Anthropologist studies ‘Silk Road’ from Shanghai to Milan

By Jennifer McNulty

Like the ancient trade route that moved goods from China to Europe, today’s "Silk Road" runs from the high-fashion design studios of Milan to the textile factories of Shanghai, says anthropology professor Lisa Rofel.



Cultural anthropologist Lisa Rofel will spend spring quarter in Shanghai and the nearby cities of Hangzhou and Jiaxing. Photo: Jennifer McNulty

But more than goods are transported on the modern path, according to Rofel, who is embarking on a detailed case study of how contact with the fashion capital of Italy is influencing business and cultural practices in postcommunist China.

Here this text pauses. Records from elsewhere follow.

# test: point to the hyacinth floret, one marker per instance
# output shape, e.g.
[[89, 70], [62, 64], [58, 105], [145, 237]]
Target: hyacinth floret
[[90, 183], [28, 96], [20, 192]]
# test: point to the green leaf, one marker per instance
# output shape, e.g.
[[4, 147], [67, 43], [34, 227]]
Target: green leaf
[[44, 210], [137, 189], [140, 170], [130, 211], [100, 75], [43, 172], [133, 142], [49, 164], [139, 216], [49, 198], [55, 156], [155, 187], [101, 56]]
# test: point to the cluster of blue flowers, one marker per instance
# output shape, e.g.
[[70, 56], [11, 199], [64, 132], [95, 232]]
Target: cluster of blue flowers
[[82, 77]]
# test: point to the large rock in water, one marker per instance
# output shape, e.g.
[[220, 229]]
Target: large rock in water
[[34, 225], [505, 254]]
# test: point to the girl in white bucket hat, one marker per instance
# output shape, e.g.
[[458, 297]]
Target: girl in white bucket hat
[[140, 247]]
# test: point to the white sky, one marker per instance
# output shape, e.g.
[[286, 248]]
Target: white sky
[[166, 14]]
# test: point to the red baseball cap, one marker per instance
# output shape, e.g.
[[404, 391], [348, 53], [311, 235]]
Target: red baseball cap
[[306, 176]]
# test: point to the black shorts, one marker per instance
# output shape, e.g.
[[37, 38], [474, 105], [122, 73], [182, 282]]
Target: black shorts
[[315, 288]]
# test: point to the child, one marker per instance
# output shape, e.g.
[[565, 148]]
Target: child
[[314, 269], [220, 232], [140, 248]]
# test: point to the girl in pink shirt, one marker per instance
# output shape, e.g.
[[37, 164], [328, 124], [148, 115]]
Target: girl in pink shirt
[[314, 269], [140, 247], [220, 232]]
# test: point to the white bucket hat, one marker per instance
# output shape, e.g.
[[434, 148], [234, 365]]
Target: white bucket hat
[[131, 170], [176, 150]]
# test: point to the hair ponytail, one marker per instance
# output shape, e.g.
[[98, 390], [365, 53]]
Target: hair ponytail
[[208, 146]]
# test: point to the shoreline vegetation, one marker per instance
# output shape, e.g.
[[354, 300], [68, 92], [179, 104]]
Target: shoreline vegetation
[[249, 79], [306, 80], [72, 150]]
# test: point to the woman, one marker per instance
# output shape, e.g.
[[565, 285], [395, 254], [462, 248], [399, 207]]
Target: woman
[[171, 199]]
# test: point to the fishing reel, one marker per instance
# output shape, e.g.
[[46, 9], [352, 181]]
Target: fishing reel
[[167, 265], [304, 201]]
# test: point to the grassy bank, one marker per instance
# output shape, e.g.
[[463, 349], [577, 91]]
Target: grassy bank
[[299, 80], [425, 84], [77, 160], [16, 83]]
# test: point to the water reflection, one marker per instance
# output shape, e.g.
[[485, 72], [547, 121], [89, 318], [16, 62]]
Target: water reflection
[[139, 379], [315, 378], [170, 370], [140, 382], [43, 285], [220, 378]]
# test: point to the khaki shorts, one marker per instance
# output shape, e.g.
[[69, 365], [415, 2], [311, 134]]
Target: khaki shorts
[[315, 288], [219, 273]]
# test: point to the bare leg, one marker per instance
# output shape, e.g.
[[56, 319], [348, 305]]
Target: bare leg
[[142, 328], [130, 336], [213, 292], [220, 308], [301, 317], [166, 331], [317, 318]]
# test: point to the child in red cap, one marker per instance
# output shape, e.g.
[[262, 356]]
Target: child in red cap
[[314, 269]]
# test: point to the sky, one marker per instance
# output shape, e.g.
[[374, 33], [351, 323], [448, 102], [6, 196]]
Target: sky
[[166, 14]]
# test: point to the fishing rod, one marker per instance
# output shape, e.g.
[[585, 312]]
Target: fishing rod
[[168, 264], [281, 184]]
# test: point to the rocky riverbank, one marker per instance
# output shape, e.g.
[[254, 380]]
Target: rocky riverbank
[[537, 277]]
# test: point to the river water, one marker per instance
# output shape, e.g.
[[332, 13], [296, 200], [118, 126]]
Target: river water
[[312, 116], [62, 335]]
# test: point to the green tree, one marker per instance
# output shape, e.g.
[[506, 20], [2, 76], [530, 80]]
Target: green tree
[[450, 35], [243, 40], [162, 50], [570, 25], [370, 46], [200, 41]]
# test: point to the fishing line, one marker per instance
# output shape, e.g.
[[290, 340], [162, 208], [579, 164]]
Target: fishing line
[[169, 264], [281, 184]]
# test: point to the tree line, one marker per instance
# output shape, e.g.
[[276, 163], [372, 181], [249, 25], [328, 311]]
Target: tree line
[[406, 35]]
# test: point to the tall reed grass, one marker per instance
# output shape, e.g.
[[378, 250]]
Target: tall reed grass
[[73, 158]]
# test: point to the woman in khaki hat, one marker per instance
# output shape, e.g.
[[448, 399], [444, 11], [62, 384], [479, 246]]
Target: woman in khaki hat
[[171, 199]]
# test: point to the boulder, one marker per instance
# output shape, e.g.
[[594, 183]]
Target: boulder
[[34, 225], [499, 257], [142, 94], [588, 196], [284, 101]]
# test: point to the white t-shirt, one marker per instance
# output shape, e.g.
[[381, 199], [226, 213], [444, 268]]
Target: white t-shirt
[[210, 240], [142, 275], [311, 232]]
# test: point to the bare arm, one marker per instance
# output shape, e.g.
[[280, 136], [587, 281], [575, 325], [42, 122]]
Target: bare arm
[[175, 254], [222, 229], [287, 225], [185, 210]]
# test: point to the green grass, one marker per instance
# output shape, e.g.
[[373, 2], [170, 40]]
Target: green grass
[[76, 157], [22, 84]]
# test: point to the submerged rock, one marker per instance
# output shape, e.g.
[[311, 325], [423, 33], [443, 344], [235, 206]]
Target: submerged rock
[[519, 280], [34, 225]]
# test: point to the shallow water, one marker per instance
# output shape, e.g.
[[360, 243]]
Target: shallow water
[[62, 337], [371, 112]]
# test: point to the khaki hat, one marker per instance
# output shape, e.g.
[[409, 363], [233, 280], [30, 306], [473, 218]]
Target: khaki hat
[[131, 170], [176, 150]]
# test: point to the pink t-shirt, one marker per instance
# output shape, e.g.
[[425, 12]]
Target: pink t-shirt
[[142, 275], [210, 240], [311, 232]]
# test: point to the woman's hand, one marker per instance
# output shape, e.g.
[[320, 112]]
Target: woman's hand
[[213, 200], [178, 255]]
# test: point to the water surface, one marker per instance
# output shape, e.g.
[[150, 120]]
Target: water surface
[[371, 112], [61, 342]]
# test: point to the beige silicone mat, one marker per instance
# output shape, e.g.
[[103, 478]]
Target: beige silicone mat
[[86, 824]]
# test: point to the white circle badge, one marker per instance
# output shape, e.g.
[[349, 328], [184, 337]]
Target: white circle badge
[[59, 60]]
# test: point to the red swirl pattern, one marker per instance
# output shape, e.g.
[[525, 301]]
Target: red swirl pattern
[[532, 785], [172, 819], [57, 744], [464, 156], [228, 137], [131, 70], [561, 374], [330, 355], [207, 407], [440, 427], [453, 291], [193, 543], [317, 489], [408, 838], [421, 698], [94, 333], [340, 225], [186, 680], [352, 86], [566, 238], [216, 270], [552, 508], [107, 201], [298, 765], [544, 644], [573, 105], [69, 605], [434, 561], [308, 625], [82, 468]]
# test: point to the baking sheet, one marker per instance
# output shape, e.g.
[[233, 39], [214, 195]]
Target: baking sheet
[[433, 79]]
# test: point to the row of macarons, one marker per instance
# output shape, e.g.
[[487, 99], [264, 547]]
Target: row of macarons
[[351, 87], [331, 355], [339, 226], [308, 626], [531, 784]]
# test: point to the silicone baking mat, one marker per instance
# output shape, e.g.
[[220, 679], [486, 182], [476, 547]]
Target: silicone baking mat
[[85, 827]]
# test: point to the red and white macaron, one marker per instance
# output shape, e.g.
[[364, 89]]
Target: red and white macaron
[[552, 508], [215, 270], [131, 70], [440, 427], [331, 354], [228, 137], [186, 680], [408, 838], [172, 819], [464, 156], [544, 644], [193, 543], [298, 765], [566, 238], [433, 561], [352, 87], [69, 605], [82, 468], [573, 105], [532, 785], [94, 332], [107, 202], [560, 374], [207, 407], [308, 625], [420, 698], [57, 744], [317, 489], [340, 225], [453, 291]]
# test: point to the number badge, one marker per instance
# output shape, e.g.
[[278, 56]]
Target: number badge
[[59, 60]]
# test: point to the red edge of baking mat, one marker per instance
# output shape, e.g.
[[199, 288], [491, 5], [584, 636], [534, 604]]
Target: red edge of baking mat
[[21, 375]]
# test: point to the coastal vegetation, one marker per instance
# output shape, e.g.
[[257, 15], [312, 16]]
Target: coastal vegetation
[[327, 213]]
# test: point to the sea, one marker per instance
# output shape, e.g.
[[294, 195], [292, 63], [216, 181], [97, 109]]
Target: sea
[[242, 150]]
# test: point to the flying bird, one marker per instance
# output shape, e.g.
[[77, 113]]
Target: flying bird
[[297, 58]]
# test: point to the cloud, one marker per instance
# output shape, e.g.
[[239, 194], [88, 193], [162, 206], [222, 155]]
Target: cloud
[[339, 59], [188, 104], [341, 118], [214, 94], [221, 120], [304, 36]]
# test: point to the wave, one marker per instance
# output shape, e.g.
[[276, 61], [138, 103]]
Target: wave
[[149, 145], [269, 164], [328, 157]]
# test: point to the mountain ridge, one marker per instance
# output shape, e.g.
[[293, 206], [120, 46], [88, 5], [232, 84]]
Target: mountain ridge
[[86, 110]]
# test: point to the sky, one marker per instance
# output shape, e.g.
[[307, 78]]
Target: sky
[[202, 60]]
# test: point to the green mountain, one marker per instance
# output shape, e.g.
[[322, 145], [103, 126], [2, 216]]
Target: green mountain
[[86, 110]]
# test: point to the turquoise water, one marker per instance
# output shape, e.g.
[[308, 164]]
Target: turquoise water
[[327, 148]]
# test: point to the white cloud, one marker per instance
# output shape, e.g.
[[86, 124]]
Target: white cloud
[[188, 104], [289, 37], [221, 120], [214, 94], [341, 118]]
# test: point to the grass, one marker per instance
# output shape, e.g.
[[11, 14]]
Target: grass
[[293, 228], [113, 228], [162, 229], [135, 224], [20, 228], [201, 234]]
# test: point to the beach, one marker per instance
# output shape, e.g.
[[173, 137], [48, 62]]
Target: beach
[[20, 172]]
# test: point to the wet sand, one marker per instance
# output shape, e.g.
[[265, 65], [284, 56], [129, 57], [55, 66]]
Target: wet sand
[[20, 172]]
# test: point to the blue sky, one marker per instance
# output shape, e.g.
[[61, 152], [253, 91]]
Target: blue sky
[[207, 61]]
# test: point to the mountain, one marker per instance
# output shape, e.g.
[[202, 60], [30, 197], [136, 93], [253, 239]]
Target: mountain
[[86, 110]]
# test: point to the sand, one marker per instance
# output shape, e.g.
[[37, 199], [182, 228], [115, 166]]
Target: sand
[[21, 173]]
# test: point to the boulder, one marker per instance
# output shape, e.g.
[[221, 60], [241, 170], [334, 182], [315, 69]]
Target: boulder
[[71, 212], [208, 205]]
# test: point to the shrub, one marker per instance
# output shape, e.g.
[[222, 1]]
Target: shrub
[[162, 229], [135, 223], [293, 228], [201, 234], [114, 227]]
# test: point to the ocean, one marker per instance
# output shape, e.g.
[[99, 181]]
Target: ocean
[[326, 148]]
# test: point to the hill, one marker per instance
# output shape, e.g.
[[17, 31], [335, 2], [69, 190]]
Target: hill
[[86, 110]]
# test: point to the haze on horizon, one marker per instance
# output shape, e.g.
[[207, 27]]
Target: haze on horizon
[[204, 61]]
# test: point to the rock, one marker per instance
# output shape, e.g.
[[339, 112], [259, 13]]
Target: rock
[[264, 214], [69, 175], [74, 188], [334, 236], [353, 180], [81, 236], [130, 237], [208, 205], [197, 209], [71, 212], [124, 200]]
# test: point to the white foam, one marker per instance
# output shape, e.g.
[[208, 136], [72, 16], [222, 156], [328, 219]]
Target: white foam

The contrasts between the two countries are striking and irresistible to Rofel, a cultural anthropologist who has witnessed cataclysmic changes in China over the past 20 years as it has embraced capitalism and emerged as a major player in the global economy.

“The majority of textile production for the world takes place in China,” noted Rofel. “They manufacture for Russia, India, Eastern Europe, and Latin America. It’s not just the United States, though we’re a huge market for them.”

By contrast, Italy’s major export is style, and its high-fashion industry—dominated by names like Versace and Dolce & Gabbana—has eclipsed Paris as the harbinger of worldwide fashion, said Rofel. “When you think about what Italy is good at exporting, it’s mainly taste,” she said. “Whether it’s clothes, shoes, cars, or furniture, Italy is known for taste.”

Since 2001, when China joined the World Trade Organization, most of Italy’s top fashion houses have moved production to China, according to Rofel, who became fascinated by the “cultural encounters” she anticipated taking place between Chinese and Italians.

For example, Rofel noted that Italian business is dominated by small to medium-sized family-owned firms with fewer than 100 employees, while Chinese textile manufacturing is dominated by factories with more than 1,000 employees. Italy is a nation with a strong union tradition, while manufacturing in postcommunist China takes place in facilities run by a “fascinating mix” of local government officials and private entrepreneurs, said Rofel.

“Socialism is dead in China, but this is nevertheless a time of major transition for the country,” said Rofel, whose project, "Made in China, Designed in Italy: The Twenty-First Century Silk Road,” attracted a $25,000 grant from the Wenner-Gren Foundation for Anthropological Research. Rofel and her colleague Sylvia Yanagisako, a professor of anthropology at Stanford University, will spend spring quarter in Shanghai and the nearby cities of Hangzhou and Jiaxing.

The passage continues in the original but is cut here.